I'm trying to find all solutions of $\frac{1}{x} + \frac{1}{y} = \frac{1}{n}$ with $ n < x \leq y \ $ and with a given $n$.
I started manipulating the expression and got $y = \frac{nx}{x-n}$.
For now I'm iterating $x$ from $n+1$ to $2n \ $ (obtained by manipulating $ n < x \leq y $).
So, my question is: How can I generate $x$ such that $\frac{nx}{x-n}$ yields a positive integer, without checking all integers from $n+1$ to $2n$?
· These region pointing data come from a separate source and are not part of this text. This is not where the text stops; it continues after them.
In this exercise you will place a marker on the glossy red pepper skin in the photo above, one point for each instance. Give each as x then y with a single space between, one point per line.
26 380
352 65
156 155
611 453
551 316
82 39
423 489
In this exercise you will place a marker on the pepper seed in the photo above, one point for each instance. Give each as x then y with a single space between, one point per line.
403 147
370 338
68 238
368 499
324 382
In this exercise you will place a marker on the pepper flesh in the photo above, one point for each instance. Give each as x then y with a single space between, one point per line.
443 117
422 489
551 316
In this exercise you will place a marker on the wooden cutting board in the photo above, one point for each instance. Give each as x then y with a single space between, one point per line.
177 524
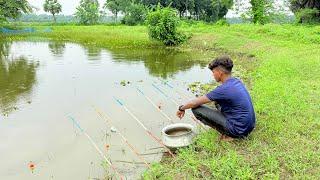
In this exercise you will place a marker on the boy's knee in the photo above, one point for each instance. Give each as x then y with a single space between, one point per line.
195 111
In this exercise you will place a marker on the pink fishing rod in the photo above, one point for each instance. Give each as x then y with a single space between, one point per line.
104 116
144 127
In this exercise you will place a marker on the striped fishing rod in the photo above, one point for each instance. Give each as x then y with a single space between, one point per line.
104 116
175 102
154 105
95 146
143 126
176 89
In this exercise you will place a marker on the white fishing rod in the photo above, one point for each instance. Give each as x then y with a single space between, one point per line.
144 127
175 102
154 105
95 146
104 116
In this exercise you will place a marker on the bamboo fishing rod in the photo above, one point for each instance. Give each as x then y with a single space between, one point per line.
181 93
159 109
144 127
175 102
104 116
95 146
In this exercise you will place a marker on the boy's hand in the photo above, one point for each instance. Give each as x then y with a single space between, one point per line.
180 114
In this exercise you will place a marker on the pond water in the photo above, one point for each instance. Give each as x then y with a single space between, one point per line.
42 84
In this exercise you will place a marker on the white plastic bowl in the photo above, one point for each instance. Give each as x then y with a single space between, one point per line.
178 135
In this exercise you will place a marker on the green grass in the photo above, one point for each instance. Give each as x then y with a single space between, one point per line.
280 64
285 91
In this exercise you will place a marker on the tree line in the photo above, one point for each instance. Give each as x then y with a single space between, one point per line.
135 11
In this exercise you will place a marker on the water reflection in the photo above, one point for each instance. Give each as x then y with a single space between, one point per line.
160 62
93 52
17 77
57 48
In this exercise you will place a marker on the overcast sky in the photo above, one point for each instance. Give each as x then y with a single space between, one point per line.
69 6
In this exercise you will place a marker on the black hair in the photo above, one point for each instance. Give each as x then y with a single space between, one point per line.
223 62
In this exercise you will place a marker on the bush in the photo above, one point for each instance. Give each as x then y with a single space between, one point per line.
162 26
135 14
307 16
222 22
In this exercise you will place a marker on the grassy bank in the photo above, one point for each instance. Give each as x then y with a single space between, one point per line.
285 92
282 65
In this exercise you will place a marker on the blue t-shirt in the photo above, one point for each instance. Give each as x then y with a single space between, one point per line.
236 106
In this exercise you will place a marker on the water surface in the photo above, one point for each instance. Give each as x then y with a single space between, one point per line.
43 83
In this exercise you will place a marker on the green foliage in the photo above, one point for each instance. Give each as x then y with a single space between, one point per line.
116 6
307 16
285 143
52 6
88 12
222 22
306 11
206 10
162 26
13 9
261 11
135 14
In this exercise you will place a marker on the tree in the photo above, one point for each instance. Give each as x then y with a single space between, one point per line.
261 11
162 26
116 6
135 14
306 10
13 9
52 6
88 12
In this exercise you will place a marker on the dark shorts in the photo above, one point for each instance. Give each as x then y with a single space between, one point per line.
213 118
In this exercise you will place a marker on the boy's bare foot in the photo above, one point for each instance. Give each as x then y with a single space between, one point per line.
226 138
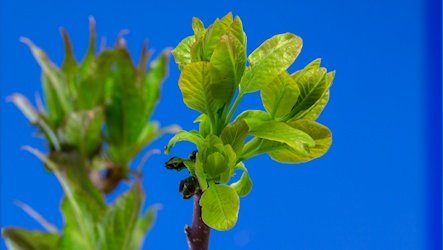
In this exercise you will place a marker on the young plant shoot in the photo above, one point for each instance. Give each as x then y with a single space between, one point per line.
96 120
215 75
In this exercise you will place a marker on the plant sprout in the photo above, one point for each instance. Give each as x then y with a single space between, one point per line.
215 75
96 120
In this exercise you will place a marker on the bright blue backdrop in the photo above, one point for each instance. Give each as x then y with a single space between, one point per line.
377 187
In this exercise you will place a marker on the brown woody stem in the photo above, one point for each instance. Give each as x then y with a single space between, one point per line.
198 233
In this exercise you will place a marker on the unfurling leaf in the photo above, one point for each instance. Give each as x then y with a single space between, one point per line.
244 185
20 239
269 60
192 136
220 205
283 153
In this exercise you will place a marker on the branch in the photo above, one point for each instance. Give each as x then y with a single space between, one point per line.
198 234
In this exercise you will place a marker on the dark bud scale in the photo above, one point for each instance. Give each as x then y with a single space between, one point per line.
175 163
193 155
188 187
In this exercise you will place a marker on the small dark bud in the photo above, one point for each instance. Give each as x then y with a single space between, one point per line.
175 163
193 155
188 187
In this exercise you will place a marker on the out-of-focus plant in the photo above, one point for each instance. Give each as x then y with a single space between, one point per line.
215 69
95 121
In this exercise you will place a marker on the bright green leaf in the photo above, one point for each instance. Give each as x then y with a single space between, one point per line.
282 153
121 218
280 95
192 136
244 185
281 132
220 205
269 60
215 164
235 135
195 85
20 239
254 118
182 53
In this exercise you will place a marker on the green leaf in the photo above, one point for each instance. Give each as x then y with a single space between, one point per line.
282 153
151 133
254 118
215 164
54 77
280 95
195 85
81 216
35 118
205 125
182 53
91 86
25 107
220 205
228 60
282 132
83 130
198 27
213 35
269 60
20 239
153 81
244 185
121 218
318 107
235 134
313 82
200 172
192 136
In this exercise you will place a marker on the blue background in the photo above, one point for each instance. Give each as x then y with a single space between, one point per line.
377 188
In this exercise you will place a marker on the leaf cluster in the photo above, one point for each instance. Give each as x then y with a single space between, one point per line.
216 74
96 119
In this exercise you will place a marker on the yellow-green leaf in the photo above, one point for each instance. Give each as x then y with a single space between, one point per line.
220 205
269 60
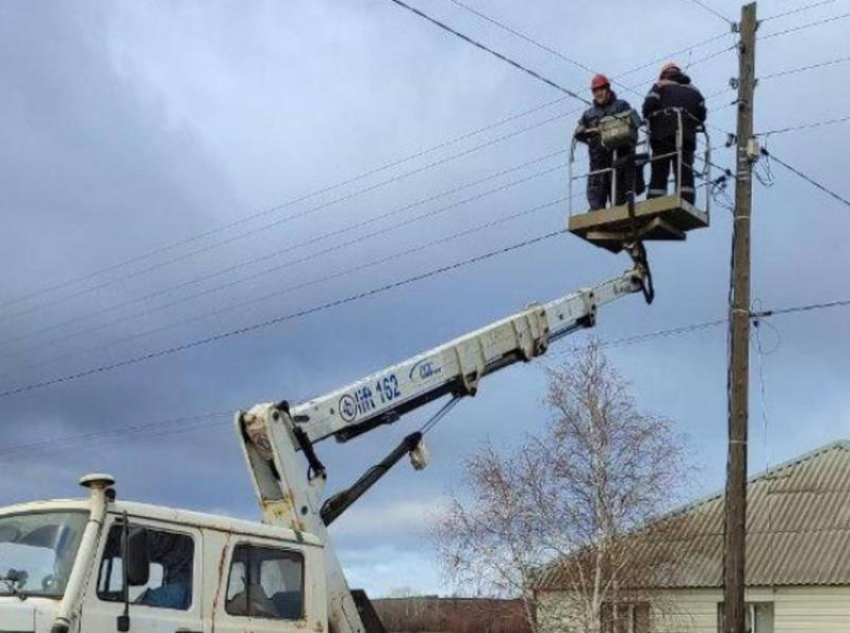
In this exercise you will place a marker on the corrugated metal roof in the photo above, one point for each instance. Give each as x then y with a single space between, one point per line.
798 531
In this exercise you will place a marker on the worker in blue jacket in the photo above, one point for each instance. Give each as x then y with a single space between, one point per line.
672 94
605 103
(This comes from project Euler problem 108 that my method manage to solve, but pretty slowly) I'm pretty new to computer science and all that stuff and don't know yet the tricks of divisibility, so I'm a bit stuck.
Thanks in advance!
Let $n$ be a positive integer, and let $x$ and $y$ be integers with $y\geq x>n$ such that $$\frac1x+\frac1y=\frac1n.$$ Clearing denominators shows that this is equivalent to $$n(x+y)=xy.$$ Let $d:=\gcd(x,y)$ so that $x=dX$ and $y=dY$ for coprime integers $X$ and $Y$, and $$n(X+Y)=dXY.$$ Then $X+Y$ is coprime to $X$ and $Y$, so $X+Y$ divides $d$, say $d=c(X+Y)$, and so $$x=c(X+Y)X,\qquad y=c(X+Y)Y,\qquad n=cXY.$$
Conversely, let $n=cXY$ for any three positive integers $c$, $X$ and $Y$ with $X\leq Y$. Then for $x:=c(X+Y)X$ and $y:=c(X+Y)Y$ you have $n<x\leq y$ and $$\frac1x+\frac1y=\frac1n.$$ So your problem boils down to factoring $n$.